嫌で嫌で仕方がなかった事を思い出してしまう。あの音が耳に纏わりついて離れない。それは今でも聞こえたりする。
強がって笑って。心配されないように。悟られないようにいつも笑顔を作っていた。
だけど……それも慣れてしまえば、大したことは無かった。いつしかそれが自分になっていたのだ。
俺は人に言える立場じゃない。
「千草……どうしたの……? 大丈夫……?」
声をかけられ、ハッと意識が戻ってきた。考えすぎたか。
目の前の視界は歪んでいて、ぽろぽろと頬に伝う感触が今、泣いてる事を教えてくれる。
「あ、いや、大丈夫……。何でもない……」
雑に涙を拭って、笑ってみせた。
「大丈夫じゃないよ。急に黙ったと思ったら、泣き出しちゃって……。どうしたの? 私のせい? 私が……いるから辛い? 嫌なら……そう言って?」
「そうじゃないんだ。自分を卑下にするのはやめてくれ。俺は一緒に居たいし、嫌じゃない……」
嬉しいから、嬉しいから思い出してしまったのだ。今までなかったから。
祝ってもらえて、プレゼントを貰って、嬉しいんだよ。意味は違うけど霞のせいだよ。こうさせたのはあなただ。
独りだったのに、一人じゃなくなった。今はそうじゃないと思い知らせてきた。
独りに慣れすぎて、こうして二人でいることが楽しいって思って、幸せだなって。偽物かもしれないけど、存外に俺は気に入っていた。

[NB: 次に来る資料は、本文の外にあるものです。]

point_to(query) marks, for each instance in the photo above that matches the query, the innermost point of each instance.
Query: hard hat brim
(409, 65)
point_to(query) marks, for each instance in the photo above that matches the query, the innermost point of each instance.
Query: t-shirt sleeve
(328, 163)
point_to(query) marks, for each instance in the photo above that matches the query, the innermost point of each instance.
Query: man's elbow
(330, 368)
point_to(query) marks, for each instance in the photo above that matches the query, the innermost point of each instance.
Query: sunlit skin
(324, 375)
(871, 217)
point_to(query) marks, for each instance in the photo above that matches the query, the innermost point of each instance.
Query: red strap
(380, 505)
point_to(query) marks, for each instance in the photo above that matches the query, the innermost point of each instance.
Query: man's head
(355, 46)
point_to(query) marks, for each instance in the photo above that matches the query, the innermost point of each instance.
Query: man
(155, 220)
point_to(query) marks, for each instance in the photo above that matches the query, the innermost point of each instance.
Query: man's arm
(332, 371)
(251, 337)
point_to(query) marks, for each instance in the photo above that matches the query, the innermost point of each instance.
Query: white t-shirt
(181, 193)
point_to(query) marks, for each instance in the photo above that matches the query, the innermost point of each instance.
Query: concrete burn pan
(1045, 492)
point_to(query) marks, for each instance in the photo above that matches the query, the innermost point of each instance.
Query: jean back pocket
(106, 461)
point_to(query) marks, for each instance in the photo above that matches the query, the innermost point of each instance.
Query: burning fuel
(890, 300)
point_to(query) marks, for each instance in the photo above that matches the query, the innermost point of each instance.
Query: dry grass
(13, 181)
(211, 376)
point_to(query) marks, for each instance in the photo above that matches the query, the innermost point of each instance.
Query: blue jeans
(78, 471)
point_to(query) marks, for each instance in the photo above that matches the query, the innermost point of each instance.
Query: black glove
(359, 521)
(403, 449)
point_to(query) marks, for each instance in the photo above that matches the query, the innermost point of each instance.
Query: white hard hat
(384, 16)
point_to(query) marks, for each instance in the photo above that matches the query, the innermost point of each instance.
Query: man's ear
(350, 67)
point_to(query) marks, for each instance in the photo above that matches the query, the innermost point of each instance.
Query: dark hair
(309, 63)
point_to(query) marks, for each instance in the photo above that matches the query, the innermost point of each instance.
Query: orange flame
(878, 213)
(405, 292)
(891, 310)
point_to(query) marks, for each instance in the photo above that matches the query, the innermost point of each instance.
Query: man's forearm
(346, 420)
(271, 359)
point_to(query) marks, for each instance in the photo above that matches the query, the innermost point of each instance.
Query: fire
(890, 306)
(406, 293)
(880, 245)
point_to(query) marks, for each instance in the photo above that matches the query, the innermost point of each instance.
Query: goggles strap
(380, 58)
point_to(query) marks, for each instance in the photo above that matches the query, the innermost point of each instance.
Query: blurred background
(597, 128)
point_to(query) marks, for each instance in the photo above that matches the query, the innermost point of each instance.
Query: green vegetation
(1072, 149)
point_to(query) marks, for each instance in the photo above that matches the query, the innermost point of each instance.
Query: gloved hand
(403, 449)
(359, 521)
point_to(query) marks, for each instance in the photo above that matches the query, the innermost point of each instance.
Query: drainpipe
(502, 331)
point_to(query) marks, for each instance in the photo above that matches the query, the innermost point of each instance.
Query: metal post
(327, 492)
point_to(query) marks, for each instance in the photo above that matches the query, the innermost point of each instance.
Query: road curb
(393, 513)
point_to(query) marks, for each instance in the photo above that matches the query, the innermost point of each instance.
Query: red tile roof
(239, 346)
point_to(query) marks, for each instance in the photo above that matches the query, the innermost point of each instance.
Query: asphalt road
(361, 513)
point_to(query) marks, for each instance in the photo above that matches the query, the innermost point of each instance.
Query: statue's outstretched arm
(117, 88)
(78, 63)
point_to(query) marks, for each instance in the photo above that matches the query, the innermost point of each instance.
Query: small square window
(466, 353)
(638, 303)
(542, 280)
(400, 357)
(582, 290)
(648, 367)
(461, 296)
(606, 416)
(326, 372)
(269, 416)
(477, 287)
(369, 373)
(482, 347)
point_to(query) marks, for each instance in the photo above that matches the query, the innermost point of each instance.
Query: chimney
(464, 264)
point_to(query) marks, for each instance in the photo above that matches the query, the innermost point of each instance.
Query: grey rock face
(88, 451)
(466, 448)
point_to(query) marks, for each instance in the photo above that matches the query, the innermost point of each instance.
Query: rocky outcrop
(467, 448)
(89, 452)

家に帰れば、いつだって独りという現実に慣れすぎたみたい。
「はい。おいで?」
彼女は小さな腕を広げて、胸に飛び込んでこいと言ってる。
「いや……本当に大丈夫だから」
「じゃあ私からいく」
ソファーに座っている俺に跨り、抱きしめられる。
「どうして泣いたのか分からないけど……理由は聞かない。千草が話してくれるまで待つから。私も千草の力になりたい。だからね、泣きたい時は泣いていいんだよ。私にそう言ってくれたのは千草じゃないの? 自分で言ったのに、自分はそうできないの? 私の胸ならいつでも貸したげるから。……だから強がんなくていいの。黙って抱きついて泣いていいんだよ。弱くたっていいんだよ」
発せられた声音はとても優しく包み込んでくれる。
思い出した嫌な音も、何もかも消してくれるかのように、霞は優しく温かった。
黙って抱きつき、嗚咽が溢れてくる。
誰にも言わなかった。言ってこなかった。
寂しい、悲しい、辛い、怖い。
独りで仕舞い込んだ
『あんた、生きるのが下手くそだな』
『苦しいなら苦しいって言え! 辛いなら辛いって言え! 助けてほしいなら助けてって言え! 一人で抱え込むのはやめろ! そんな生き方正しくない。間違ってる』
彼女に言った言葉は、結局彼女に自分を重ねて自分自身に言っていた言葉だと、今になってやっと理解した。